When did this start?

I am not sure. Probably a few days ago. (I have 34k instances of this error in the logs).

Is this 100% of jobs or less?

It's 100% of jobs.

chasemp added a subscriber: bd808.Oct 23 2017, 3:01 PM

Something there had gone horribly wrong w/ 43 copies of the webservice seemingly running. I stopped it, did some poking at the grid itself to see if things were sane, and then @bd808 restarted. I loaded up https://tools.wmflabs.org/wsexport/tool/book.php and made an epub of https://en.wikisource.org/wiki/A_Princess_of_Mars. I'm not sure what triggered that at the moment but I think we are back in working territory.

Tpt added a comment.Oct 23 2017, 3:41 PM

Thank you for having a look at it. Sadly it is still not working.

The epub exportation is not using the grid, it is the exportation to pdf/mobi/txt that is done by first generating the epub and then converting it using calibre. I did a few tests and I still get the same error in the logs.

bd808 added a comment.Oct 23 2017, 3:59 PM

https://stackoverflow.com/questions/4883056/sge-qsub-fails-to-submit-jobs-in-sync-mode seems to indicate that this error is related to qsub sync -y jobs and the qmaster running out of space to track them.

Is this a general exec host pool resource issue?

bd808 added a comment.Oct 23 2017, 6:55 PM

Is this a general exec host pool resource issue?

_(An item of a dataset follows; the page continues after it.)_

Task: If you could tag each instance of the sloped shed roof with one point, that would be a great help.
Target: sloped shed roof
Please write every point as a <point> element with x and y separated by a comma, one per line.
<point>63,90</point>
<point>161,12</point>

It could be, yes. I'm sure we haven't changed any config around this so I'm wondering if there are just some other tools that started using this same constrained pool of resources.

bd808 renamed this task from [Wsexport] Grid job submission failing to `qsub sync -y` jobs failing on Grid Engine with "range_list containes no elements" error.Nov 20 2017, 3:35 PM
bd808 updated the task description. (Show Details)

tomcat-setup is an easy way to recreate this error for debugging per T180830 and T180831.

I tried WsExport with mobi format several times in the last weeks. Most of the time it gave a "Bad gateway" error, but in a few occasions it worked correctly. I don't know if this can help.

cscott added a subscriber: cscott.Jan 26 2018, 6:59 AM

Mumble mumble OCG mumble mumble.

For some reason it started working:

tools.zhuyifei1999-test@tools-bastion-05:~$ setup-tomcat
Setting up your public_tomcat directory...
All done.
You can edit the configuration in /data/project/zhuyifei1999-test/public_tomcat/conf/server.xml as needed.
Chicocvenancio added a subscriber: Chicocvenancio.EditedJan 29 2018, 7:24 PM

Checking the number of current running dynamic events clients running yields 0. This explains why it is working right now.
Per https://stackoverflow.com/a/8234227/3930971 and https://github.com/PacificBiosciences/SMRT-Analysis/wiki/When-using-the-sync-option-in-SGE,-you-may-see-errors the maximum number of -sync y jobs in our current configuration is 99.
I am not sure if the errors were in a particular busy time for -sync y jobs or if an error in some tool, or Wsexport itself, artificially populated the queue. If the former, we should investigate raising the limit for sync jobs, otherwise investigate the queue if the errors start happening again.